Brion Vibber wrote:
Browne is mysteriously down for the moment. An initial
reboot got it
running again; Tim has some syslog bits he could probably post here
about some sort of problem. Apparently it went down again shortly
thereafter, and my attempt to power cycle it didn't get it back, at
least not back on the network.
I don't have the whole thing, just the few lines I posted to IRC at the
time.
First, the log showed squid operating normally. Then it died, with this
sort of thing being written to the log:
Apr 26 01:43:18 browne kernel: Slab corruption: start=295d1894, len=504
Apr 26 01:43:18 browne kernel: Redzone: 0x5a2cf071/0x5a2cf071.
Apr 26 01:43:18 browne kernel: Last user:
[<02185132>](destroy_inode+0x36/0x45)
Apr 26 01:43:18 browne kernel: 030: 6b 6b 6b 6b 6b 6b 6b 6b 6b 6b 6b 6b
cc 1c 5d 29
Apr 26 01:43:18 browne kernel: Prev obj: start=295d1690, len=504
Then shortly afterwards, the squid automatically came back on with a
different PID. Kernel messages such as the following were displayed:
Apr 26 01:44:28 browne kernel: slab: Internal list corruption detected
in cache 'dentry_cache'(14), slabp 64c7f000(12). Hexdump:
...
Apr 26 01:44:28 browne kernel: invalid operand: 0000 [#1]

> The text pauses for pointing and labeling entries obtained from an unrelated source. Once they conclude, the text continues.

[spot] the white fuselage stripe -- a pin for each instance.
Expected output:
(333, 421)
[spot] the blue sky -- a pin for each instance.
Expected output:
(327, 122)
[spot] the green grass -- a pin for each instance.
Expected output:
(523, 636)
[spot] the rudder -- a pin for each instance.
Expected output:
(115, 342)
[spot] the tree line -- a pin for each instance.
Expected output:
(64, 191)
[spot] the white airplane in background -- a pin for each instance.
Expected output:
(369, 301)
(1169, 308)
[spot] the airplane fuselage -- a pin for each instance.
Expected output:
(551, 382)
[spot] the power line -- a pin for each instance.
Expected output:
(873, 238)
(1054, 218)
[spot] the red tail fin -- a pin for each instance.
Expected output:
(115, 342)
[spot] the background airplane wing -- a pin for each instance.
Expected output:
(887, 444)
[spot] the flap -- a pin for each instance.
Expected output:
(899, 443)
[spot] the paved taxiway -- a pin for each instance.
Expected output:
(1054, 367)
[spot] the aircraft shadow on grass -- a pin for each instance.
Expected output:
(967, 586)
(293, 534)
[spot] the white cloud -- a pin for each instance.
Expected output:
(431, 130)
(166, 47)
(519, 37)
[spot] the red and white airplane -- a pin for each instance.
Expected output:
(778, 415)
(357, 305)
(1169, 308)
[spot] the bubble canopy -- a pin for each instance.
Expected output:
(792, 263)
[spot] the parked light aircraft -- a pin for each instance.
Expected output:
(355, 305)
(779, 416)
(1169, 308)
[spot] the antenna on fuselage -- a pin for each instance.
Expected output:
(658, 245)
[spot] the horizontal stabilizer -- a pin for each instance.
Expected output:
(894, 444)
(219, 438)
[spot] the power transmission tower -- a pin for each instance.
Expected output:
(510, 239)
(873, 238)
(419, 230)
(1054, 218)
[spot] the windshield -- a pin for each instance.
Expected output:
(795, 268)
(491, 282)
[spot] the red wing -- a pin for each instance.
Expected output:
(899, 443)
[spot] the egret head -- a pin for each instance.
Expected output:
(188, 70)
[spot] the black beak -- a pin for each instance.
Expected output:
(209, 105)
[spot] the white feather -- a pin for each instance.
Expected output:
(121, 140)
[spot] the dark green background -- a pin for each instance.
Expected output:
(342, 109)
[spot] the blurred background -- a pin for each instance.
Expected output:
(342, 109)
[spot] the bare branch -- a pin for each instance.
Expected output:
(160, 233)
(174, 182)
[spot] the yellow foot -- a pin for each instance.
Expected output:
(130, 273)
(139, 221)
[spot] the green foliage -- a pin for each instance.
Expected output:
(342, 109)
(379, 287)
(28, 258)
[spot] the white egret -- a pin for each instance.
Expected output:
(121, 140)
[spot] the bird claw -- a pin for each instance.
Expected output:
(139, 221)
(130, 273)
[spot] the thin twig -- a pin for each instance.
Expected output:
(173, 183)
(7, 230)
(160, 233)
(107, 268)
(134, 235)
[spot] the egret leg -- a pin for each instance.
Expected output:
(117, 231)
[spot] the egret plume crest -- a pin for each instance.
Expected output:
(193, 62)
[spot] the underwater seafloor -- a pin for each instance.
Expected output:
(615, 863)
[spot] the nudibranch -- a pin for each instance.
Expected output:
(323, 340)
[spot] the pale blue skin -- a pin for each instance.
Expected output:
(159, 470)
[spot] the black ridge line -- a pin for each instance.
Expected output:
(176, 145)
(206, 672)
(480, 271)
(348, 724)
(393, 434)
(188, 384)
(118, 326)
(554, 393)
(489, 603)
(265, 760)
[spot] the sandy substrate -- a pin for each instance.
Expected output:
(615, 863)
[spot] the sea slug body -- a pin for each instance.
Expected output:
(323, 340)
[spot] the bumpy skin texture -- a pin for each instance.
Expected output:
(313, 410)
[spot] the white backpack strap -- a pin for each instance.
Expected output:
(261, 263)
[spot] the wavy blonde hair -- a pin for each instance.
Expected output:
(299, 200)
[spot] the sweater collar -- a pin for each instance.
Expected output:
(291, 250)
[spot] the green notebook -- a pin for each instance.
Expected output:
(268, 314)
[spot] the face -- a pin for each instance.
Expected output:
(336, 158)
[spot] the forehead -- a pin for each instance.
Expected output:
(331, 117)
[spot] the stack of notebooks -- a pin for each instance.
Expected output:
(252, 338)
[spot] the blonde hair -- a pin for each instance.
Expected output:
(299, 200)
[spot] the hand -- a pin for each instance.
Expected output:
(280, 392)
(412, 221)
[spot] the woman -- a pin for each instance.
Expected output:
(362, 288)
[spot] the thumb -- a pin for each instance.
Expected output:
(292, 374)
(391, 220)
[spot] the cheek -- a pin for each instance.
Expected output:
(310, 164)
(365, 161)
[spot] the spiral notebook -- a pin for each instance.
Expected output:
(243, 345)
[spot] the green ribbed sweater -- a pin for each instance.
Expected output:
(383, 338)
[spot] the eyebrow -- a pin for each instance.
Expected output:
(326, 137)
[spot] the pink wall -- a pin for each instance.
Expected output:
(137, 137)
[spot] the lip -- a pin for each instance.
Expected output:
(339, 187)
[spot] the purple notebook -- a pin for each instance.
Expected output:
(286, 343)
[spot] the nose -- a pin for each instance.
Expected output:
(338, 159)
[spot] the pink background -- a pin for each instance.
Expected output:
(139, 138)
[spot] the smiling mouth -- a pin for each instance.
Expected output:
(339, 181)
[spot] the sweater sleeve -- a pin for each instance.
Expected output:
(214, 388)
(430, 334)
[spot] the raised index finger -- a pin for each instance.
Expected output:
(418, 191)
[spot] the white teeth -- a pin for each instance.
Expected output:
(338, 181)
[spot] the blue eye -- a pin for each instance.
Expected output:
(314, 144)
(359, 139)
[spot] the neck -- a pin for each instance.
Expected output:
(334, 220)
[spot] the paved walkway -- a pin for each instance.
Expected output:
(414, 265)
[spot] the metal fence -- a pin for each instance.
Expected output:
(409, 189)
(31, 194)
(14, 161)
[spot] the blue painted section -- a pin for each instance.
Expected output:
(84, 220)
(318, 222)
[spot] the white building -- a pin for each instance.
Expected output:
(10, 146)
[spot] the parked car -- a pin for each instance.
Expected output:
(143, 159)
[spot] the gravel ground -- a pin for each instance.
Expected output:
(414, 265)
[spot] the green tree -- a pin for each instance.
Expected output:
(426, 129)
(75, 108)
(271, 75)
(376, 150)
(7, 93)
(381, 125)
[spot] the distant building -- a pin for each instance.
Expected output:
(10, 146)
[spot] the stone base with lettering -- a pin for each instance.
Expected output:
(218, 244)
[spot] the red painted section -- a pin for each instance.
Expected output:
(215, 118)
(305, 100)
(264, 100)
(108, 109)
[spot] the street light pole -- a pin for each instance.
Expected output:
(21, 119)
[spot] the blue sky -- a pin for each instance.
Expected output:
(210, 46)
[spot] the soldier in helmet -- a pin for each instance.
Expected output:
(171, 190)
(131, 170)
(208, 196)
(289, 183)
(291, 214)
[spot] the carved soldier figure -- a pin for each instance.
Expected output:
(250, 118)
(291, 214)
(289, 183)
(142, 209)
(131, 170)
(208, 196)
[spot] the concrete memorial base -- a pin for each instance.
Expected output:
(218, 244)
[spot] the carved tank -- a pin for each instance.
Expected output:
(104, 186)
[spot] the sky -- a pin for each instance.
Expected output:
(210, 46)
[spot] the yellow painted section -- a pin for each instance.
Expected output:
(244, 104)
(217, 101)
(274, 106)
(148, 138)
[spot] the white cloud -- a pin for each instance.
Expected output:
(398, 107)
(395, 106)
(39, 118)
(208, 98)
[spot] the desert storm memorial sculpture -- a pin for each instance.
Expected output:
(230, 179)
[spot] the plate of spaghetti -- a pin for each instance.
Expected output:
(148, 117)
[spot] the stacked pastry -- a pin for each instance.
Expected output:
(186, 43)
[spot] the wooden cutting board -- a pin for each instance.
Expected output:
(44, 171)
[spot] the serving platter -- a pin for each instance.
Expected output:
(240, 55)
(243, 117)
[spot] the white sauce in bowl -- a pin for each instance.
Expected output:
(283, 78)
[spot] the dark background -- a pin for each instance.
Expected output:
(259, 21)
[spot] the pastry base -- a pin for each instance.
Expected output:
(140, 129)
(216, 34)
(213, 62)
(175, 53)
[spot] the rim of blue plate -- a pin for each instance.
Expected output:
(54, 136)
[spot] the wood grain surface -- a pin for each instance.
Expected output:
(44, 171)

The server was contactable for some time after the squid restart, maybe
10 minutes. Then it stopped responding to ganglia, ssh or HTTP requests.
It was, however, still pingable. The system log during this time showed
crond causing a kernel error like the one above, once every minute.
There was no other visible activity. This situation continued until the
machine was power-cycled.
I don't know enough about the kernel to speculate on what went wrong on
the basis of these logs.
After the restart, browne came back on and worked properly for about an
hour, before dying again as Brion described. It is currently not
responding to ping.
-- Tim Starling